Good teams are not always made with purely basketball terms, however. The Spurs gave up value, but got value in return. The picks — and whether or not they are perfectly schemed to be first-rounders is a another issue — are more in line with the Spurs’ timeline than White was going to be.
Losing DeRozan meant the Spurs lost a closer, but one that only took them so far. His move to Chicago allowed him to shine with teammates that fit his timeline, and his skillset. The Spurs could not build a complimentary roster around DDR, but *can* build one around new All Star Dejounte Murray. More time, more experience, more opportunities have allowed him to grow into the Spurs’ best player. He isn’t putting up five-straight 35-point games like DeMar, but he had a nice little two-game streak of 30+.
In order to become an experienced professional scorer, you have to do it for a while. Murray went from a guy we hoped could build a shot, to a guy that gets the ball and works his way into his shot. I like it.
That said, tonight, our old favorite put up 40-points and closed things out like an MVP. I was high on DeRozan when he came here and was hopeful we would see something like this version when he was in silver-and-black.

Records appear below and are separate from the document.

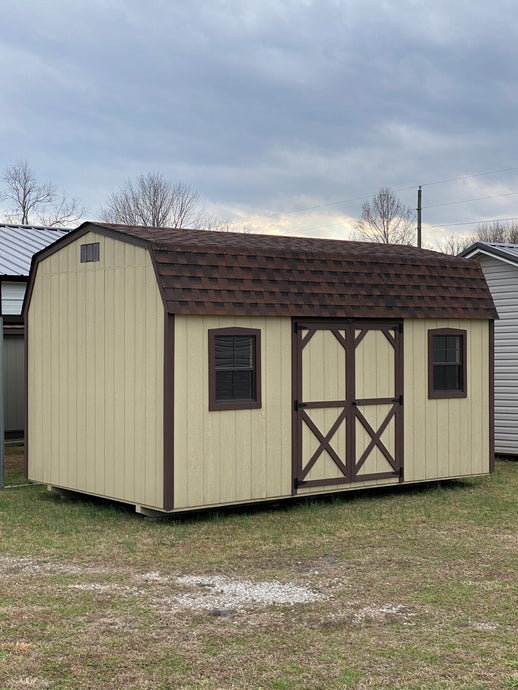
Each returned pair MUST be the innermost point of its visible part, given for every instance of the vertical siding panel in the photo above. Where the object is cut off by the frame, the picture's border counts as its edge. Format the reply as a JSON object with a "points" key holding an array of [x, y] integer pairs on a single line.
{"points": [[502, 280], [129, 372], [196, 356], [181, 483], [150, 363], [267, 476], [140, 328], [63, 364], [46, 378], [419, 385], [81, 348], [231, 455], [119, 367], [99, 373], [84, 319], [282, 444], [71, 359], [409, 418], [110, 357]]}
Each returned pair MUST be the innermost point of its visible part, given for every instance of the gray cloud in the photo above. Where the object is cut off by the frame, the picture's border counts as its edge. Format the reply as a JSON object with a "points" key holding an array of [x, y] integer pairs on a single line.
{"points": [[264, 106]]}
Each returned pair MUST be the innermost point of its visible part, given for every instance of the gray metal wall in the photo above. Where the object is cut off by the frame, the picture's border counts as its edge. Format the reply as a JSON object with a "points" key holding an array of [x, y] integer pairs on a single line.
{"points": [[14, 388], [502, 279]]}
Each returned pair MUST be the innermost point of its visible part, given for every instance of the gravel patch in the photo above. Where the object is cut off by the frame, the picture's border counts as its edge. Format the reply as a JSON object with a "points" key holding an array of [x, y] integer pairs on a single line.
{"points": [[219, 592]]}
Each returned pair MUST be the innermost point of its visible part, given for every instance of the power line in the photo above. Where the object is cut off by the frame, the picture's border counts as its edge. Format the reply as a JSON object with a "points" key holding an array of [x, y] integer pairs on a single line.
{"points": [[465, 177], [472, 222], [400, 189], [466, 201]]}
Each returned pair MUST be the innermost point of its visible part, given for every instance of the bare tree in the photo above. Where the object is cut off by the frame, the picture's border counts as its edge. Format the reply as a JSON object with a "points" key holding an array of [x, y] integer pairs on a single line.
{"points": [[153, 201], [385, 219], [36, 202], [453, 244]]}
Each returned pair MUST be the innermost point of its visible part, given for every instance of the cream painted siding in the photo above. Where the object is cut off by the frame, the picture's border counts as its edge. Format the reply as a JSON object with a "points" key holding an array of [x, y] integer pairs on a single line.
{"points": [[95, 370], [449, 437], [231, 455], [13, 381]]}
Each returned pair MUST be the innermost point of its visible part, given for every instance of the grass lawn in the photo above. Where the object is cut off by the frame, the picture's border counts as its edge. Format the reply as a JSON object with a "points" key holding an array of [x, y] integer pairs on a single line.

I rewatched1 the home Chicago game from January 28th and while DeRozan was good-to-great, it was a classic DDR game where he played well in a team loss.
Tonight, that was not the case and the Spurs looked like the team they are: losing record filled with young guys.
When I was a kid, and the Spurs were in the midst of that losing season in 96-97, my dad was saying I should be happy every time they lost as it meant that we would get a high pick. My Sports Illustrated for Kids said that Tim Duncan was the best guy. “Are we going to get him?” My dad said “No, that’s probably too high but someone good.”
Everyone thinks the Spurs tanked hard for that pick, and they did insofar as they simply asked David Robinson and Sean Elliott to rehab their injuries. Twenty wins is about all you can squeeze out of 37-year old Nique and Monty Williams. It was not hard to tank. This time? Well the Spurs will benefit from losing a bit, but developing a winning culture is how you prepare yourselves for competing for championships. For all the hype the Process got during its era, the Sixers are not close to winning much. Yes, I am saying I do not believe a guy who complained his way out of two teams (and a history of choking in the playoffs) is going to make much of a difference.
That said, the trade deadline brought the squad a nice haul of picks. The Spurs have been great at hitting on late draft selections and it will be nice to see the evaluation/development team work their magic on higher-ceiling guys. Be prepared for more Primo-style picks, dudes whom the entire draft hype industry questions, but turn out to look real nice under the lights.
The Spurs are in a good place, even if one of their former guys put them in the loss column tonight.
I have NBA League Pass now that I am out of San Antonio. I do watch a lot of NBA but I never sprung for it in the past. Now, it makes sense.